The euro is gaining and stocks are following the single currency higher, but investors should avoid chasing the risk-on trade according to one analyst.
“It is our view that the entire western developed stock market is currently trading purely on the back of the euro/dollar exchange rate,” said Jeremy Batstone-Carr, an analyst at Charles Stanley Research in London in a note to clients on Tuesday.
“Markets are seemingly oblivious to fundamentals preferring instead to focus on key macroeconomic trends and few are as significant as those pertaining to the euro zone’s sovereign debt crisis,” he said.
Following a report in the Wall Street Journal that Germany has decided not to push for some kind of restructuring on Greek debt, Batstone-Carr said Berlin is fast running out of credibility.
“Such a move would be completely contrary to popular demand amongst the German people who, if recent election results are to be believed, will now settle for nothing less than the end of Angela Merkel’s role as Chancellor,” he said.

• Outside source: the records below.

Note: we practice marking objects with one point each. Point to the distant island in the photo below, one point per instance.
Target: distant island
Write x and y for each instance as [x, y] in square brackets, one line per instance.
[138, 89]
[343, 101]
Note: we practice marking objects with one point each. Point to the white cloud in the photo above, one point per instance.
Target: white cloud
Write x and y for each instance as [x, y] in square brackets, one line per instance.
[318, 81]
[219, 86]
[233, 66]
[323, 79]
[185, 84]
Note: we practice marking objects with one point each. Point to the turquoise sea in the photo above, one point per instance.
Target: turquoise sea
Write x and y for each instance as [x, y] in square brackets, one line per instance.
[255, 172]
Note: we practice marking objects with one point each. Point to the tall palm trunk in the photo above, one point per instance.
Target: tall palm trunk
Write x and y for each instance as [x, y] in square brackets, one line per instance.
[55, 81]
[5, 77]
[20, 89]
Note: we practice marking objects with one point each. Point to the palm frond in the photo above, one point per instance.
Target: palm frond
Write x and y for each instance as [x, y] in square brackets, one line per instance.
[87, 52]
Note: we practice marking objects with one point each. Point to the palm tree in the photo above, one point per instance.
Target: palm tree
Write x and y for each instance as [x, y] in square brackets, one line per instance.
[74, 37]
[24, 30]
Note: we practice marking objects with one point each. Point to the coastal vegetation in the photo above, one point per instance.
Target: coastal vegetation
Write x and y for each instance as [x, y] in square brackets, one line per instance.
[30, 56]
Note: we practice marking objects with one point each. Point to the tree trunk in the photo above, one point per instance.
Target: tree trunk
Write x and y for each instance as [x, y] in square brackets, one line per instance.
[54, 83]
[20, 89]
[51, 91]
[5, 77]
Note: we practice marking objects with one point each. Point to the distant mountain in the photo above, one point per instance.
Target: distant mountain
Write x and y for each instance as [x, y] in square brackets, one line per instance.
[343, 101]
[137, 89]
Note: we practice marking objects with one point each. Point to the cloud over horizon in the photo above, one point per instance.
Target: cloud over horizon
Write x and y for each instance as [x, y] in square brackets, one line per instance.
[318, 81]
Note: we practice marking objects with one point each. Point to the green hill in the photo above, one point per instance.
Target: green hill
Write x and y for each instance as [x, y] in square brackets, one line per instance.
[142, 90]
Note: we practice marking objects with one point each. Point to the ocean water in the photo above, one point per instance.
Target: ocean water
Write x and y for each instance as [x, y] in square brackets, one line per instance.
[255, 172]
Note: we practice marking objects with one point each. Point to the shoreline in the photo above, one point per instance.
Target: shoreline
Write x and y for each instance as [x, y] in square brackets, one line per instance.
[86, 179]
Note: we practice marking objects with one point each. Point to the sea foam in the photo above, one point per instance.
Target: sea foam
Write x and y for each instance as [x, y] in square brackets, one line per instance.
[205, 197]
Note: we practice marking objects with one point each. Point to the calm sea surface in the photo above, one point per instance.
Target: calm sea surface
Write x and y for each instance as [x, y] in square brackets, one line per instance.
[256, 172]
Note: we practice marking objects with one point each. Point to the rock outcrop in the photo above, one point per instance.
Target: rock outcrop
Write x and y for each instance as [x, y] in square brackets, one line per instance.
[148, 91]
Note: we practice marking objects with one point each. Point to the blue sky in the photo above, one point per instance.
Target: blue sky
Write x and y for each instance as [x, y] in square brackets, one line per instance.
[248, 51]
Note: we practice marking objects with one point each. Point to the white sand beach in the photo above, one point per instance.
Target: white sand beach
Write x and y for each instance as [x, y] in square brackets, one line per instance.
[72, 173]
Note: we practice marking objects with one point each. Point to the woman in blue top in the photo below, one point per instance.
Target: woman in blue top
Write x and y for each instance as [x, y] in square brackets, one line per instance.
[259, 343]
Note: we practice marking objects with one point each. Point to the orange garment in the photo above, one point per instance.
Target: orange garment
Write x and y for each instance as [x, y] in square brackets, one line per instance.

If reports are proven correct and a deal is hashed out which offers more money to Greece to keep it solvent over the summer months, Batstone-Carr believes it will do nothing more than buy the euro zone some time.
“The periphery’s crisis has not been resolved and the positions of various interested parties, including the peoples of Europe, are becoming more entrenched,” he said. "On balance we believe that the newsflow has worsened, not improved, and would regard the trend in euro/dollar as fleeting were not both currencies under severe pressure.”
“With regard to the stock market, we believe it still too early to be adding risk to portfolios and recommend staying defensive,” said Batstone-Carr.